Continued from page 1

“It’s been long and at times has been very, very difficult,” said Jerry Richardson, owner of the Carolina Panthers. “We’re confident that the players and the teams have arrived at a good place. We think we have a fair, balanced agreement.”

But George Wilson, the player representative for the Buffalo Bills, called the owners’ vote and subsequent news conference “an attempt to break the spirits of our men and to fracture the solidarity that we’ve exemplified thus far.”

He said the deal approved by the owners included provisions the players haven’t even seen, which is why no vote was taken during a conference call Thursday night.

“Ultimately, the guys felt like this thing is being force-fed to us, that it’s being shoved down our throats,” Wilson told The Associated Press. “And the way everything transpired this evening, in a sense, was trying to add more pressure to the situation and force us to accept this deal without really being able to see all the details of what they voted on.”

Clearly, the basic outline of the proposed agreement _ much of which was agreed upon a week ago _ can still produce a deal acceptable to both owners and players. Maybe, given all the enmity displayed during the four-month work stoppage, it was farfetched to think everything would go smoothly at the end.

“I don’t think this deal is blown up,” Wilson said. “We can definitely work through these issues.”

The fans are tired of all the labor talk. They’re just ready for some football.

“Finally,” said Dave Gower of Knoxville, Tenn., who just happened to be staying at the hotel where the owners met. “I don’t understand why it took so long. I hope the players take it and run with it.”

Packers president Mark Murphy said no one was trying to pull a fast one on the players, or pressure them into accepting an owner-friendly framework for divvying up more than $9 billion in annual revenues. He also dismissed the idea of going back to the bargaining table.
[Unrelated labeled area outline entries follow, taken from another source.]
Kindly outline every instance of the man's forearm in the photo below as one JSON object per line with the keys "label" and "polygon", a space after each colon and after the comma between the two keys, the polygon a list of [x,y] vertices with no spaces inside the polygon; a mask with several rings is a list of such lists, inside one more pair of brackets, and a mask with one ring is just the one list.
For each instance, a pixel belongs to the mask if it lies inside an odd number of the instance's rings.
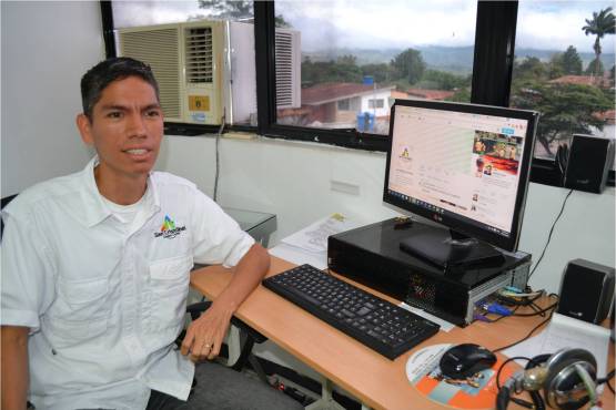
{"label": "man's forearm", "polygon": [[27,327],[2,326],[2,409],[26,409],[28,332]]}
{"label": "man's forearm", "polygon": [[254,244],[235,267],[233,278],[215,299],[235,311],[244,299],[254,290],[270,268],[270,255],[261,245]]}

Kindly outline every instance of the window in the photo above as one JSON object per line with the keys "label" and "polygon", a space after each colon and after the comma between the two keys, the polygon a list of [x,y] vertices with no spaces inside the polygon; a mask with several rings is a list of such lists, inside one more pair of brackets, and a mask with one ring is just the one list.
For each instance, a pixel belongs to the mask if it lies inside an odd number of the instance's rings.
{"label": "window", "polygon": [[[277,1],[276,28],[300,41],[300,98],[276,122],[388,133],[390,99],[469,101],[476,1]],[[438,22],[438,24],[434,24]],[[446,30],[442,28],[446,27]],[[285,55],[277,54],[277,65]],[[353,137],[353,136],[347,136]]]}
{"label": "window", "polygon": [[[572,55],[576,61],[569,45],[582,60],[579,75],[588,76],[596,37],[572,27],[586,25],[593,12],[608,6],[529,0],[521,0],[519,8],[516,1],[475,0],[101,1],[108,55],[115,53],[118,28],[200,19],[240,23],[248,45],[228,44],[226,50],[243,55],[245,64],[225,71],[222,91],[224,120],[231,129],[368,151],[386,150],[388,111],[395,99],[471,101],[549,114],[549,93],[575,86],[585,91],[584,98],[551,101],[569,104],[566,109],[576,114],[588,99],[596,105],[585,111],[583,129],[569,122],[568,134],[584,131],[614,137],[614,35],[600,38],[600,85],[596,80],[567,84],[556,76],[557,68]],[[531,49],[541,49],[539,54]],[[242,75],[234,70],[239,66]],[[561,76],[566,75],[578,74]],[[556,124],[558,119],[553,120]],[[566,132],[551,130],[548,122],[541,124],[531,177],[557,185],[552,157],[557,144],[566,141]],[[218,126],[194,129],[202,133]],[[614,172],[610,180],[613,184]]]}
{"label": "window", "polygon": [[552,161],[576,133],[616,137],[612,6],[519,2],[511,105],[542,112],[536,158]]}
{"label": "window", "polygon": [[381,99],[381,100],[368,100],[367,101],[367,107],[368,109],[382,109],[383,106],[385,106],[385,100]]}

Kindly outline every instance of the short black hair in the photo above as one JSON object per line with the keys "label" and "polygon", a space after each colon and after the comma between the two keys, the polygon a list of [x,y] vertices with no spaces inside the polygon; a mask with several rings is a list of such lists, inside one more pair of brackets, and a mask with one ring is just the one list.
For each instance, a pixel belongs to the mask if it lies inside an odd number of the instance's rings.
{"label": "short black hair", "polygon": [[81,78],[81,104],[83,113],[92,121],[92,110],[101,99],[104,89],[113,81],[139,76],[154,89],[160,101],[159,83],[150,65],[129,57],[107,59],[88,70]]}

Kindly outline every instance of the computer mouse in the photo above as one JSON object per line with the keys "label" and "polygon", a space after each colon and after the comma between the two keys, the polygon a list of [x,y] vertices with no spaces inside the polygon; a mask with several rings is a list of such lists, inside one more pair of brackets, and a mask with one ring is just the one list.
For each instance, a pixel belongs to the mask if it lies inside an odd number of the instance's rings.
{"label": "computer mouse", "polygon": [[441,358],[441,373],[451,379],[466,379],[478,371],[489,369],[496,356],[485,347],[463,344],[450,348]]}

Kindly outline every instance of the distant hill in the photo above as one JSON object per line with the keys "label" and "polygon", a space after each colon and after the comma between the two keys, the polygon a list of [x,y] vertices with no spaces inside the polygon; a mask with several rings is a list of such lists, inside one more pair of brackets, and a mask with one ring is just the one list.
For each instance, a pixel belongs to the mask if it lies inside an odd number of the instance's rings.
{"label": "distant hill", "polygon": [[[457,74],[469,74],[473,69],[474,48],[467,47],[416,47],[422,52],[422,57],[431,69],[448,71]],[[312,61],[331,61],[343,55],[354,55],[359,65],[388,63],[404,49],[332,49],[317,52],[303,52],[302,58],[310,58]],[[516,49],[516,58],[535,57],[542,61],[548,61],[552,55],[559,50],[535,50],[535,49]],[[582,52],[579,58],[584,63],[584,68],[595,59],[594,53]],[[614,53],[603,53],[602,61],[604,68],[609,70],[614,65]]]}

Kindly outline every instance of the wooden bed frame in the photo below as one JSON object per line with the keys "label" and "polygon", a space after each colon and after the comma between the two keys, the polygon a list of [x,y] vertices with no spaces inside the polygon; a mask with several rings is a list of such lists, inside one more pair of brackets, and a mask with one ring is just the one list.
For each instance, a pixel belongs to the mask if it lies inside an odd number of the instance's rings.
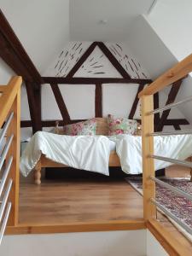
{"label": "wooden bed frame", "polygon": [[[108,135],[108,125],[106,118],[96,118],[96,134]],[[62,128],[57,129],[56,133],[62,134]],[[119,158],[115,151],[112,151],[109,157],[109,166],[120,166]],[[42,154],[40,160],[34,168],[34,180],[35,183],[40,185],[41,183],[41,170],[44,167],[68,167],[67,166],[56,163],[47,159]]]}

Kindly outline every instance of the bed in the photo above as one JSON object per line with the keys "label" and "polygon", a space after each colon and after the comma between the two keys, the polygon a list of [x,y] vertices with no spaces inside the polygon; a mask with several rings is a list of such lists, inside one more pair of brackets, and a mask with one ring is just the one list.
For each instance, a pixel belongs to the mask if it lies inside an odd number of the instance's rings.
{"label": "bed", "polygon": [[[108,135],[108,125],[106,118],[96,118],[96,135]],[[62,129],[59,128],[57,133],[62,134]],[[120,166],[119,158],[115,152],[115,148],[111,148],[109,156],[109,166]],[[34,181],[39,185],[41,183],[41,170],[45,167],[67,167],[67,166],[56,163],[49,159],[47,159],[44,154],[41,155],[38,162],[34,167]]]}
{"label": "bed", "polygon": [[[142,174],[141,136],[108,137],[107,119],[97,118],[96,122],[96,136],[61,136],[61,128],[57,134],[37,132],[22,154],[21,173],[26,177],[33,171],[36,184],[41,183],[41,171],[44,167],[70,166],[108,176],[109,166],[120,166],[126,174]],[[192,155],[192,135],[154,137],[154,154],[186,160]],[[172,161],[157,160],[154,169],[164,169],[171,165]]]}

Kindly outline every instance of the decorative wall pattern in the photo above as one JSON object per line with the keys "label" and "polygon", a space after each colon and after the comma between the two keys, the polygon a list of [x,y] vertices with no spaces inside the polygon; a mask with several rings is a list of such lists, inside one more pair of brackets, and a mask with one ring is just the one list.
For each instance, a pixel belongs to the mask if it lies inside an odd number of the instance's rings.
{"label": "decorative wall pattern", "polygon": [[102,51],[96,46],[74,77],[122,78]]}
{"label": "decorative wall pattern", "polygon": [[91,42],[70,42],[68,45],[59,53],[44,75],[66,77],[90,44]]}
{"label": "decorative wall pattern", "polygon": [[127,45],[121,43],[107,43],[106,46],[131,79],[149,79],[148,72],[127,48]]}

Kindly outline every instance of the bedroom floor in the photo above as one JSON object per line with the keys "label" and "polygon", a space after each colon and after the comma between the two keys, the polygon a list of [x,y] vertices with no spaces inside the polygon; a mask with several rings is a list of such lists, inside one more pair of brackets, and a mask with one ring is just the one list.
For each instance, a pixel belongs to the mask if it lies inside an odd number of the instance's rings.
{"label": "bedroom floor", "polygon": [[143,198],[124,178],[21,183],[20,224],[122,221],[143,218]]}

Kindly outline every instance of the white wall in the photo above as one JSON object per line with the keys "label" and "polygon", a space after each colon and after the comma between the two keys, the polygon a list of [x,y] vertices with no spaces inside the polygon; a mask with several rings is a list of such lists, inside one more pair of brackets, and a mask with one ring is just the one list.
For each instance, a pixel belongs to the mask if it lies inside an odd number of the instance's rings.
{"label": "white wall", "polygon": [[191,0],[160,0],[148,16],[152,27],[178,61],[192,53],[191,9]]}
{"label": "white wall", "polygon": [[69,41],[69,0],[1,0],[1,9],[42,74]]}
{"label": "white wall", "polygon": [[[58,53],[44,75],[66,77],[90,44],[91,42],[70,42]],[[106,43],[106,46],[131,78],[149,78],[147,70],[127,44]],[[121,78],[121,75],[96,47],[74,77]],[[59,87],[71,119],[89,119],[95,116],[95,85],[60,84]],[[137,88],[138,84],[102,84],[103,116],[112,113],[127,117]],[[61,119],[60,110],[49,84],[44,84],[42,89],[42,113],[44,119]],[[139,108],[137,108],[135,118],[140,118]]]}
{"label": "white wall", "polygon": [[144,256],[146,230],[7,236],[4,236],[0,247],[0,254],[1,256]]}
{"label": "white wall", "polygon": [[[164,24],[163,19],[161,22]],[[164,28],[166,26],[166,24],[164,24]],[[137,53],[137,56],[138,56],[153,79],[155,79],[177,62],[177,57],[173,55],[157,34],[157,32],[151,26],[148,19],[143,15],[138,16],[132,26],[131,32],[128,34],[127,44]],[[192,80],[189,77],[183,82],[177,101],[192,95],[191,84]],[[165,90],[160,93],[161,99],[160,102],[161,106],[162,103],[166,102],[168,92],[169,90]],[[189,108],[189,106],[190,107]],[[169,118],[186,118],[192,124],[191,106],[189,103],[172,109]],[[170,128],[166,127],[166,130]],[[184,125],[184,128],[187,128],[187,126]]]}
{"label": "white wall", "polygon": [[147,230],[147,256],[168,256],[156,238]]}

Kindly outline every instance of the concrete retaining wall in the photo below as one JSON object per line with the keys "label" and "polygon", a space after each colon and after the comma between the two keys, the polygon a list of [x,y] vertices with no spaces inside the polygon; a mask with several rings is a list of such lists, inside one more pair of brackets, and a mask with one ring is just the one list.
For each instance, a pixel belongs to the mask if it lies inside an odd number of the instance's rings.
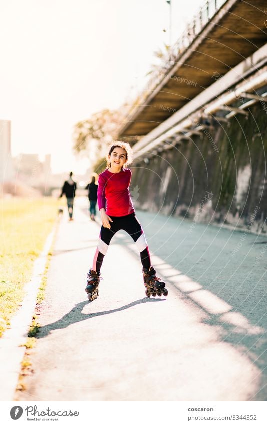
{"label": "concrete retaining wall", "polygon": [[267,232],[267,104],[131,166],[135,205]]}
“We put our pens down,” Murphy said. “We’ve negotiated. We’ve been negotiating in good faith with the union, we reached agreement on all the key points. They’re voting on the same thing that we ratified.”

Not so, said NFL Players Association chief DeMaurice Smith, who talked with Goodell several times by phone during the day and was informed of the owners’ vote before an official announcement went out. It didn’t take long for Smith to fire off an email to team reps denying it was a done deal.
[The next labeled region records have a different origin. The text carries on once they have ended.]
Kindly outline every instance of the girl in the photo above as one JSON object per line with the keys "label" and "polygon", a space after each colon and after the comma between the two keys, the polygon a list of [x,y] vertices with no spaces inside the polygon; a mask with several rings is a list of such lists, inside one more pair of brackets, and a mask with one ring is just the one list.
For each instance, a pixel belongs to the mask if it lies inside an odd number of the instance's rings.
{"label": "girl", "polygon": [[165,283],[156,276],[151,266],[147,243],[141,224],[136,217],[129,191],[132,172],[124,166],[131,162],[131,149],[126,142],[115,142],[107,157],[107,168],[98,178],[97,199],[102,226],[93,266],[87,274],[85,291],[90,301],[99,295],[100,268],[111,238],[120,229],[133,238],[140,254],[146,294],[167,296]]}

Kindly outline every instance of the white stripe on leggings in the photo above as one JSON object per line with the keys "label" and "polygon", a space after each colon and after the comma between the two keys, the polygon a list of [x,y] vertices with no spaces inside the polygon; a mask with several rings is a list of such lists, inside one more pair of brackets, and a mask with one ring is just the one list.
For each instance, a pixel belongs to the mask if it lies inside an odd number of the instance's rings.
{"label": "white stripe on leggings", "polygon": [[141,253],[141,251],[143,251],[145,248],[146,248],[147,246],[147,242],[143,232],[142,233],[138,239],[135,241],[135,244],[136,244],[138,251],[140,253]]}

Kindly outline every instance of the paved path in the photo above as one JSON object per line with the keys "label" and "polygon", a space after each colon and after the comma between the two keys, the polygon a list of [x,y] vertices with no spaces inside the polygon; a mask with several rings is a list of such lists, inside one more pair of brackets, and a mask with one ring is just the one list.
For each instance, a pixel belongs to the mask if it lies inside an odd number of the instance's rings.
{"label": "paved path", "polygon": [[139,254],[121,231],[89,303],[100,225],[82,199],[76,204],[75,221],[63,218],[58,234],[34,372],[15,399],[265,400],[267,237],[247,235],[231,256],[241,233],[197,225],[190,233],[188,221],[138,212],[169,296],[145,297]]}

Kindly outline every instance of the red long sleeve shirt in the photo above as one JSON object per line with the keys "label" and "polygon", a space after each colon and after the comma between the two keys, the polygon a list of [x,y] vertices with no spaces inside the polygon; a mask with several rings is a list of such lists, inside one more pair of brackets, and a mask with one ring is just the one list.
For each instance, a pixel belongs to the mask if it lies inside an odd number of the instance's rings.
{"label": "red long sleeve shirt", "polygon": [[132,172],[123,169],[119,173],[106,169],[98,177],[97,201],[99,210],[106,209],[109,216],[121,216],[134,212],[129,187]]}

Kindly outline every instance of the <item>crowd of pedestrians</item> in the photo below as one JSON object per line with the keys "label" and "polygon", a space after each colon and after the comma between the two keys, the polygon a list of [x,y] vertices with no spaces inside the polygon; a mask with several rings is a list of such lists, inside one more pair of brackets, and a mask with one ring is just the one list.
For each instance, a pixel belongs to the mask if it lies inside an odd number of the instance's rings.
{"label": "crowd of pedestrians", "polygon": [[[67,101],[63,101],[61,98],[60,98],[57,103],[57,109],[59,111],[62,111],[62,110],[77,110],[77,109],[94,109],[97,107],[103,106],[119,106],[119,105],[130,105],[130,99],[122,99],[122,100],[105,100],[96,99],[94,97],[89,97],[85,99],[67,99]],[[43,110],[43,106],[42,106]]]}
“Issues that need to be collectively bargained remain open; other issues, such as workers’ compensation, economic issues and end of deal terms, remain unresolved. There is no agreement between the NFL and the players at this time,” Smith wrote.

Unhappy with the old collective bargaining agreement, owners exercised an opt-out clause three years ago, setting the stage for this labor dispute. The new deal does not contain an opt-out clause.
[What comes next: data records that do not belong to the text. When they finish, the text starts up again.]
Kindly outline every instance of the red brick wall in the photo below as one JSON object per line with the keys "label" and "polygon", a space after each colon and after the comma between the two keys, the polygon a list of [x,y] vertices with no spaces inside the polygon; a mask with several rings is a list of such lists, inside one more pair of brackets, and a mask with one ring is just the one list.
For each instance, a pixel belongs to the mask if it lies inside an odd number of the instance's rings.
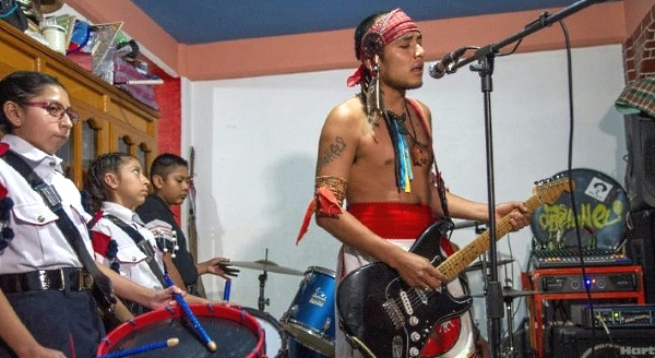
{"label": "red brick wall", "polygon": [[623,43],[626,83],[655,75],[655,5]]}

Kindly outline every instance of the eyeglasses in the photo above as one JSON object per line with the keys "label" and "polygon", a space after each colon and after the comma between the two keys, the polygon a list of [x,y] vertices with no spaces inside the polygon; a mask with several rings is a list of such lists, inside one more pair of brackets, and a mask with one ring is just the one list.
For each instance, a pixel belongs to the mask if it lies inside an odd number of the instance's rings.
{"label": "eyeglasses", "polygon": [[73,124],[76,124],[80,120],[80,115],[78,115],[76,111],[70,107],[64,108],[62,105],[56,102],[24,102],[23,105],[43,108],[48,112],[48,115],[59,120],[62,120],[63,115],[67,115]]}

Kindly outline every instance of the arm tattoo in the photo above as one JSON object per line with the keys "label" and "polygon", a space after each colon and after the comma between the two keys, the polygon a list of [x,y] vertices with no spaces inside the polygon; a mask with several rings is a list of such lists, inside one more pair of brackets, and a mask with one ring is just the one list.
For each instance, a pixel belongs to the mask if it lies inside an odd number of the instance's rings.
{"label": "arm tattoo", "polygon": [[327,211],[327,207],[322,207],[322,201],[319,195],[319,188],[325,188],[330,190],[334,194],[334,199],[336,199],[336,203],[340,207],[344,204],[344,199],[346,198],[346,189],[348,188],[348,182],[346,179],[341,177],[332,177],[332,176],[322,176],[317,177],[314,183],[314,188],[317,190],[317,211],[322,213],[323,211]]}
{"label": "arm tattoo", "polygon": [[334,140],[334,143],[330,144],[329,147],[326,147],[323,152],[319,153],[318,169],[322,168],[323,166],[330,164],[332,160],[337,158],[344,152],[345,148],[346,142],[343,138],[337,136]]}

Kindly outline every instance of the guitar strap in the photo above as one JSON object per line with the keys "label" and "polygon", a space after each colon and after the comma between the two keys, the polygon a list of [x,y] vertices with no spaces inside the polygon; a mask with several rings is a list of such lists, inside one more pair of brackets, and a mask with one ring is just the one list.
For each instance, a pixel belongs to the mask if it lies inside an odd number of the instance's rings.
{"label": "guitar strap", "polygon": [[111,287],[111,281],[107,277],[96,265],[95,261],[86,250],[86,246],[84,244],[84,240],[80,235],[80,231],[75,228],[73,222],[71,222],[70,217],[63,210],[61,205],[61,196],[55,187],[47,184],[23,159],[19,154],[13,151],[7,151],[2,158],[7,164],[12,166],[17,172],[20,172],[25,180],[29,183],[32,189],[40,194],[44,199],[44,202],[48,207],[57,214],[59,217],[55,223],[66,237],[69,244],[73,248],[80,262],[84,268],[93,276],[94,286],[93,294],[98,302],[98,306],[108,312],[114,313],[116,308],[117,298],[114,294],[114,289]]}
{"label": "guitar strap", "polygon": [[[443,182],[443,177],[441,176],[441,171],[439,171],[439,166],[437,166],[437,155],[434,155],[434,148],[432,147],[432,133],[430,133],[430,126],[427,122],[418,103],[414,99],[407,98],[407,103],[414,109],[414,112],[418,116],[420,123],[424,128],[424,132],[428,138],[428,143],[430,144],[430,152],[432,153],[432,165],[434,166],[434,179],[437,180],[437,190],[439,192],[439,200],[441,201],[441,210],[443,211],[443,216],[446,222],[450,222],[452,225],[452,218],[450,215],[450,211],[448,210],[448,199],[445,198],[445,183]],[[450,229],[450,228],[449,228]]]}

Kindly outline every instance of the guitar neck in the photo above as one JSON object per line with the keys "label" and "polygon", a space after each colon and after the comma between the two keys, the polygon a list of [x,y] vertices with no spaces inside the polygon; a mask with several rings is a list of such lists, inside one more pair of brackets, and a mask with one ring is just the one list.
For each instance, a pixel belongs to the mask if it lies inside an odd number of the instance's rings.
{"label": "guitar neck", "polygon": [[[525,203],[529,213],[533,213],[540,204],[538,195],[532,195]],[[505,215],[500,222],[496,224],[496,240],[500,240],[512,229],[511,214]],[[478,235],[471,243],[465,248],[458,250],[445,261],[443,261],[437,268],[445,277],[448,282],[453,281],[464,268],[466,268],[477,256],[483,254],[489,249],[490,244],[489,230]]]}

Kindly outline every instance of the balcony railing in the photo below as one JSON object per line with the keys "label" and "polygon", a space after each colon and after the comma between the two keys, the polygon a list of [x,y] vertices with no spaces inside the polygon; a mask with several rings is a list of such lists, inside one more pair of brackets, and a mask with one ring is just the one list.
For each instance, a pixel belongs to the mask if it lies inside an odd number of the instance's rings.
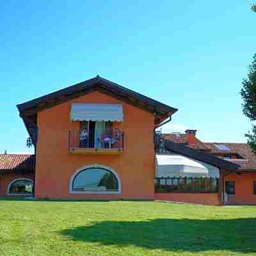
{"label": "balcony railing", "polygon": [[83,137],[79,132],[70,131],[68,150],[73,154],[120,154],[124,150],[124,135],[120,132],[117,136],[95,133]]}

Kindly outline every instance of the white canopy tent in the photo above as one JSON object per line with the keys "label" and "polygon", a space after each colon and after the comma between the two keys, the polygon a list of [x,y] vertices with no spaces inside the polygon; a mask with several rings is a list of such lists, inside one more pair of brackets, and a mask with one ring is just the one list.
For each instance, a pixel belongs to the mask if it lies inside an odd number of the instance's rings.
{"label": "white canopy tent", "polygon": [[217,167],[179,154],[156,156],[157,177],[220,177]]}
{"label": "white canopy tent", "polygon": [[120,104],[73,103],[72,121],[123,122],[123,107]]}

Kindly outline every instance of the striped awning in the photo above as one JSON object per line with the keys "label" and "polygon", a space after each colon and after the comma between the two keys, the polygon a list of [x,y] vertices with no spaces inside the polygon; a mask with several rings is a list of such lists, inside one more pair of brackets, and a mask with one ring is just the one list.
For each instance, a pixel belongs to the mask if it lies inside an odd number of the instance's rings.
{"label": "striped awning", "polygon": [[123,107],[120,104],[73,103],[72,121],[123,122]]}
If players approve the agreement, team facilities would open Saturday, and the new league year would begin Wednesday, with full free agency and the opening of training camps.

“I can’t say we got everything we wanted to get in the deal. I’m sure (players) would say the same thing,” New York Giants owner John Mara said. “The best thing about it is our fans don’t have to hear about labor-management relations for another 10 years.”